Meliton's trigonometric expression

Notice that, since $\tan 45^{\circ} = 1$ ,
$\begin{aligned} \frac{1 + \tan (15^{\circ})}{1 - \tan (15^{\circ})} &= \frac{\tan (45^{\circ}) + \tan (15^{\circ})}{1 - 1 \cdot \tan (15^{\circ})} \\ &= \frac{\tan (45^{\circ}) + \tan (15^{\circ})}{1 - \tan (45^{\circ}) \tan (15^{\circ})} \\ &= \tan (45^{\circ} + 15^{\circ}), \end{aligned}$ because of the Tangent Sum Identity. This yields a quick solution: $\begin{aligned} \frac{1 + \tan (15^{\circ})}{1 - \tan (15^{\circ})} &= \tan 60^{\circ} \\ &= \sqrt{3} \\ &= 3^{1/2}. \end{aligned}$ And therefore, $a + b = \boxed{3}$ since $\log_3 \, 3^{1/2} = \frac{1}{2}$ .
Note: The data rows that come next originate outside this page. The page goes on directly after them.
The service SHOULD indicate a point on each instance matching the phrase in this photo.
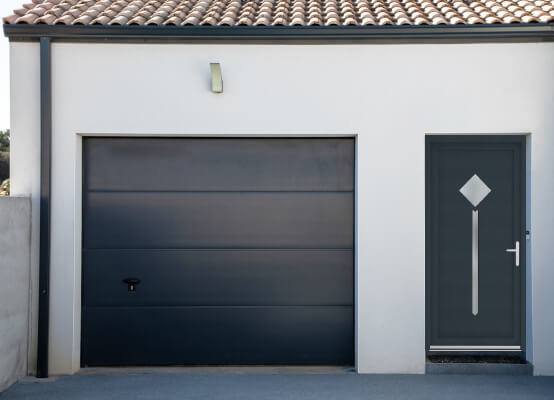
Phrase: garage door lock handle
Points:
(132, 283)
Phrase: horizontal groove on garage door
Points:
(190, 220)
(290, 335)
(233, 277)
(212, 164)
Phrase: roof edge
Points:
(513, 32)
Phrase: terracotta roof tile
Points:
(282, 12)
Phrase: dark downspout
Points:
(45, 207)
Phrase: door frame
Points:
(520, 140)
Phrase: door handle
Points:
(516, 252)
(132, 283)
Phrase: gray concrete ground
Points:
(320, 386)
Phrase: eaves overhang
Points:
(535, 32)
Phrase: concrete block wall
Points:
(15, 247)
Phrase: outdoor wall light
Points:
(217, 78)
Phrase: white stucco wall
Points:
(390, 96)
(15, 242)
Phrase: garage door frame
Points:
(215, 137)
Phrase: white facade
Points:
(387, 96)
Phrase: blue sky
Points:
(6, 7)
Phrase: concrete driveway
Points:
(255, 386)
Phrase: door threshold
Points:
(231, 369)
(477, 365)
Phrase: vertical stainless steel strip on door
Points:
(475, 263)
(475, 191)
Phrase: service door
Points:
(218, 251)
(476, 243)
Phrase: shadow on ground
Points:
(284, 387)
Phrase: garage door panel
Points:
(208, 277)
(211, 336)
(244, 249)
(219, 220)
(219, 164)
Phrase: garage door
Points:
(217, 251)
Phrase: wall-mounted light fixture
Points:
(217, 78)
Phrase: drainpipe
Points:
(45, 205)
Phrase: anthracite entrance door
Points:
(475, 243)
(218, 251)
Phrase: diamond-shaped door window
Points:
(475, 190)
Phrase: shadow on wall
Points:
(15, 248)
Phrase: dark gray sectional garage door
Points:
(243, 249)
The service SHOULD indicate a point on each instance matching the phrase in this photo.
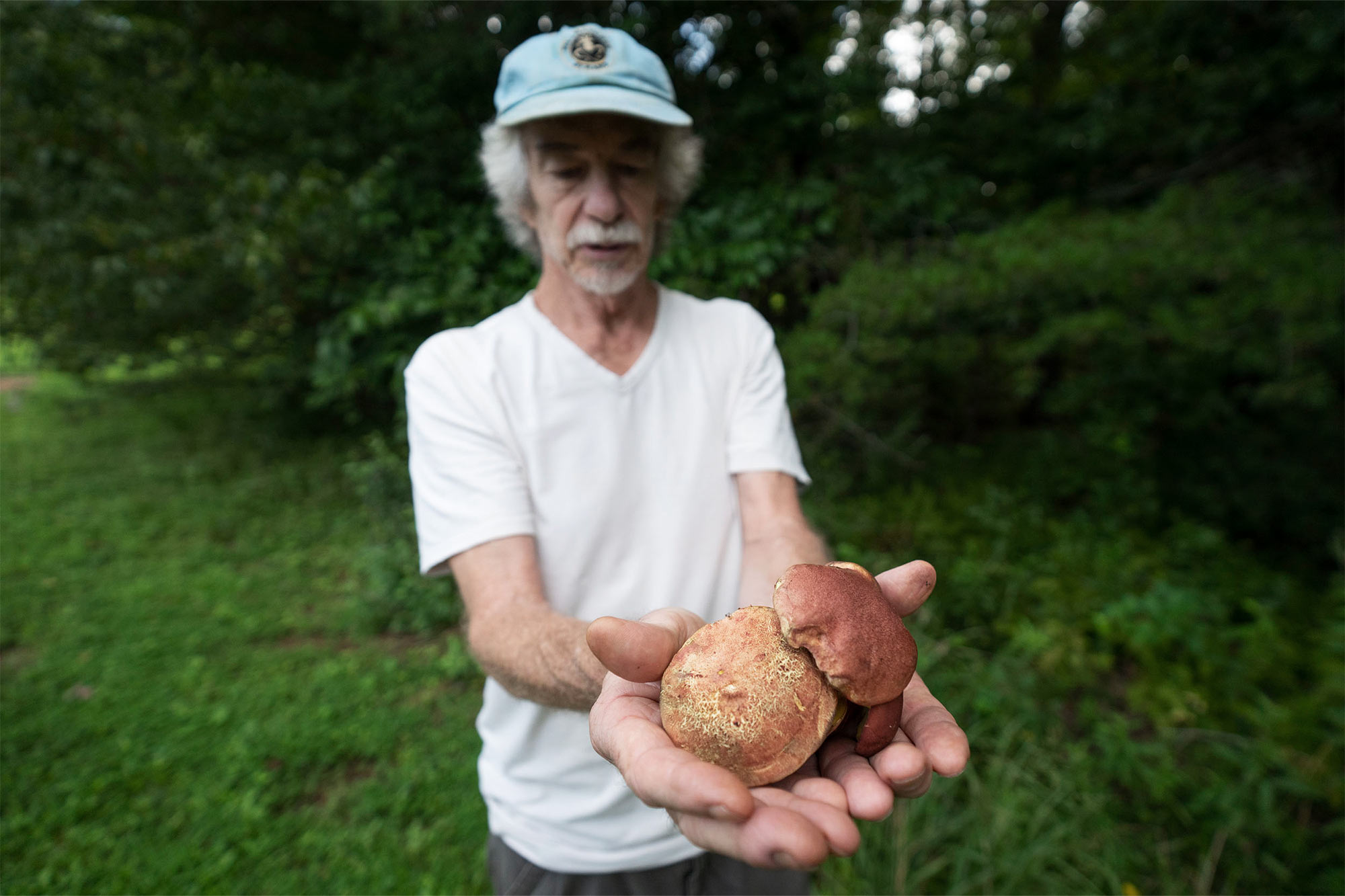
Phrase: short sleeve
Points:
(469, 485)
(761, 431)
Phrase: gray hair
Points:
(505, 163)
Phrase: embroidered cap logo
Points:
(588, 49)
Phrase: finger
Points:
(771, 838)
(909, 585)
(833, 821)
(868, 795)
(934, 731)
(818, 790)
(905, 768)
(641, 650)
(625, 728)
(785, 831)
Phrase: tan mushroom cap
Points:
(740, 697)
(839, 614)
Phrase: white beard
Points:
(603, 279)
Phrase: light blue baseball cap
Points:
(584, 69)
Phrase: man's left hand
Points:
(800, 821)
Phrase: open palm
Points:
(796, 822)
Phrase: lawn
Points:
(221, 674)
(189, 701)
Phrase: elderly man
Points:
(610, 450)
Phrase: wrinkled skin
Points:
(800, 821)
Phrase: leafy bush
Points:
(396, 598)
(1179, 358)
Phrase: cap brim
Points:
(572, 101)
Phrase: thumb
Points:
(641, 650)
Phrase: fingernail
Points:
(724, 813)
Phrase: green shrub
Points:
(1179, 358)
(395, 596)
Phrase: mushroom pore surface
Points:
(736, 694)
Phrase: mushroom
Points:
(761, 690)
(736, 694)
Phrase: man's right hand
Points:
(797, 822)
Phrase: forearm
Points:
(539, 655)
(767, 556)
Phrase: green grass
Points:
(221, 674)
(189, 702)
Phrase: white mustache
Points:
(590, 233)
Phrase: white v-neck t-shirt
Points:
(627, 485)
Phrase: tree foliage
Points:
(289, 192)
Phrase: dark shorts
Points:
(704, 874)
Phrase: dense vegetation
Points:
(1071, 331)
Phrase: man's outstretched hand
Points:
(796, 822)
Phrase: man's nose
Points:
(601, 198)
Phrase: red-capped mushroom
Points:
(840, 615)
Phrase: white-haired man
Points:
(610, 450)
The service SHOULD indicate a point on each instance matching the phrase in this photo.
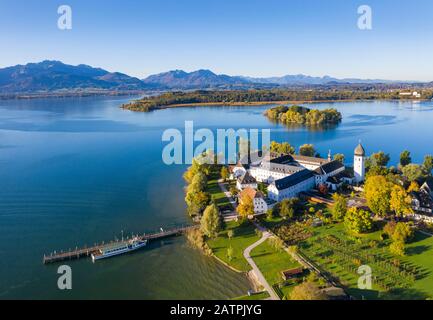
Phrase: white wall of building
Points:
(291, 192)
(359, 168)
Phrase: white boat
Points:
(119, 248)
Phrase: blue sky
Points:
(236, 37)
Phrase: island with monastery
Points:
(306, 227)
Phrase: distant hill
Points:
(56, 77)
(49, 76)
(200, 79)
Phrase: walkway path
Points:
(258, 273)
(300, 259)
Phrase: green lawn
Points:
(217, 195)
(258, 296)
(271, 262)
(419, 261)
(244, 236)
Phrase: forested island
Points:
(304, 116)
(251, 97)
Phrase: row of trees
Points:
(377, 164)
(286, 148)
(386, 197)
(303, 115)
(253, 96)
(199, 201)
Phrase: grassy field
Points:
(343, 259)
(244, 235)
(259, 296)
(271, 263)
(217, 195)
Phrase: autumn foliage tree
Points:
(378, 194)
(400, 201)
(210, 223)
(358, 220)
(339, 208)
(246, 206)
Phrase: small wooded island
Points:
(304, 116)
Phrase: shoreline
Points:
(263, 103)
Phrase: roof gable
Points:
(293, 180)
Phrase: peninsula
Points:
(267, 96)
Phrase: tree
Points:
(413, 172)
(358, 220)
(246, 207)
(397, 248)
(307, 291)
(402, 232)
(276, 243)
(379, 159)
(193, 170)
(286, 208)
(197, 202)
(378, 194)
(210, 223)
(389, 228)
(400, 201)
(414, 186)
(405, 158)
(339, 157)
(339, 209)
(270, 213)
(307, 150)
(230, 253)
(262, 188)
(224, 173)
(323, 189)
(233, 191)
(198, 183)
(428, 164)
(230, 234)
(284, 147)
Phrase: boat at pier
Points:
(119, 248)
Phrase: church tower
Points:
(359, 163)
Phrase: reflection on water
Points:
(78, 171)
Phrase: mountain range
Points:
(55, 76)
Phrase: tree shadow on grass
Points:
(417, 250)
(403, 294)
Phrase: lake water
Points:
(77, 171)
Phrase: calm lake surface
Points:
(78, 171)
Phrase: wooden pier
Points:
(87, 251)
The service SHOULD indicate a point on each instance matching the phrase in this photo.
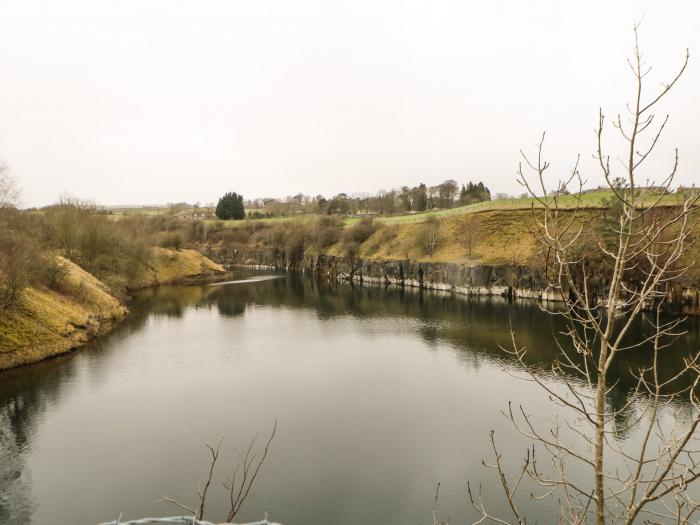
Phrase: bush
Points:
(359, 232)
(106, 248)
(20, 257)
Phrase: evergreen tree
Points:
(230, 206)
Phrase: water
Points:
(379, 394)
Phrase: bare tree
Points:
(644, 252)
(468, 227)
(242, 479)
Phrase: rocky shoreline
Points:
(506, 280)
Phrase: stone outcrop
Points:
(512, 281)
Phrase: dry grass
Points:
(49, 322)
(169, 266)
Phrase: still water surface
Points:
(379, 394)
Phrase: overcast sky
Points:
(128, 102)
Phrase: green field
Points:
(590, 200)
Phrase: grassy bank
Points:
(48, 321)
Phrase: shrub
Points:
(359, 232)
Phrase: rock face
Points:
(513, 281)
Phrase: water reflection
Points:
(224, 318)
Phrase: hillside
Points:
(48, 322)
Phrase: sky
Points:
(149, 102)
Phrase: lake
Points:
(379, 395)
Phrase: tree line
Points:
(406, 199)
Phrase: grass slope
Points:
(50, 322)
(47, 322)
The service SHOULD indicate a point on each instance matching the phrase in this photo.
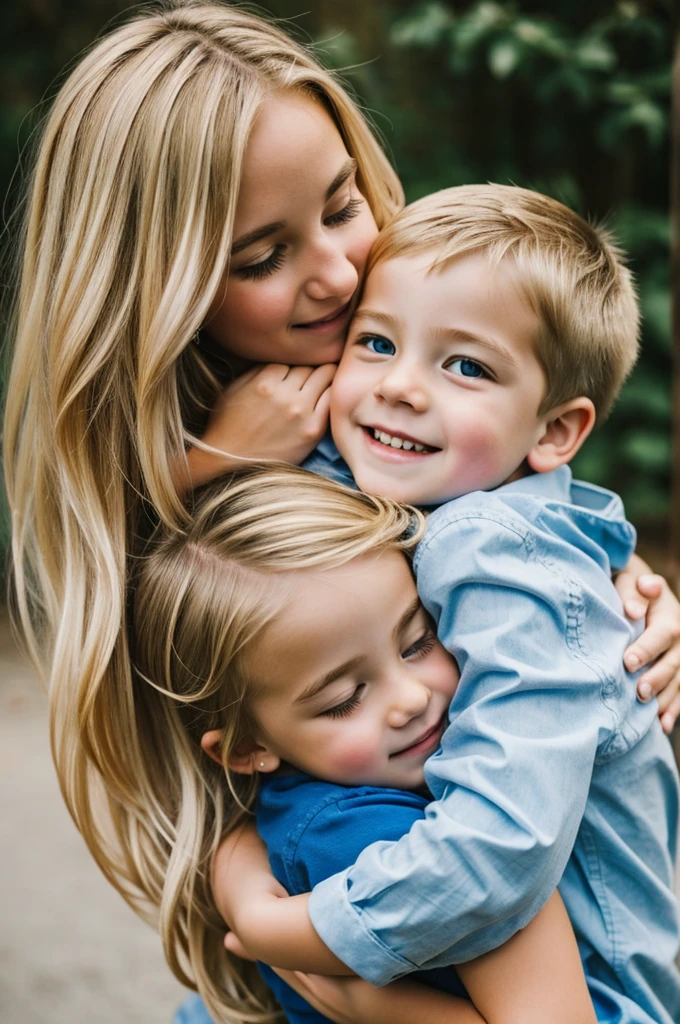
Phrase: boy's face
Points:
(438, 388)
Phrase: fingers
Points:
(670, 717)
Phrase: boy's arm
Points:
(536, 977)
(534, 706)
from previous solution, $\frac{1+tanx}{1-tanx}$ = $\frac{cosx+sinx}{cosx-sinx}$

= $\frac{(cosx+sinx)^2}{cos^2 x-sin^2 x}$

= $\frac{1+sin2x}{cos2x}$

when x =15

$\frac{1+tan15}{1-tan15}$ = $\frac{1+sin30}{cos30}$

=3/ $\sqrt{3}$

= $\sqrt{3}$

then $log_{3}$ $\sqrt{3}$ = 1/2

a+b=3

Hint: Break tan into sine and cosine. Numerator will simplify to Cos(30) and denominator as 1-Sin(30).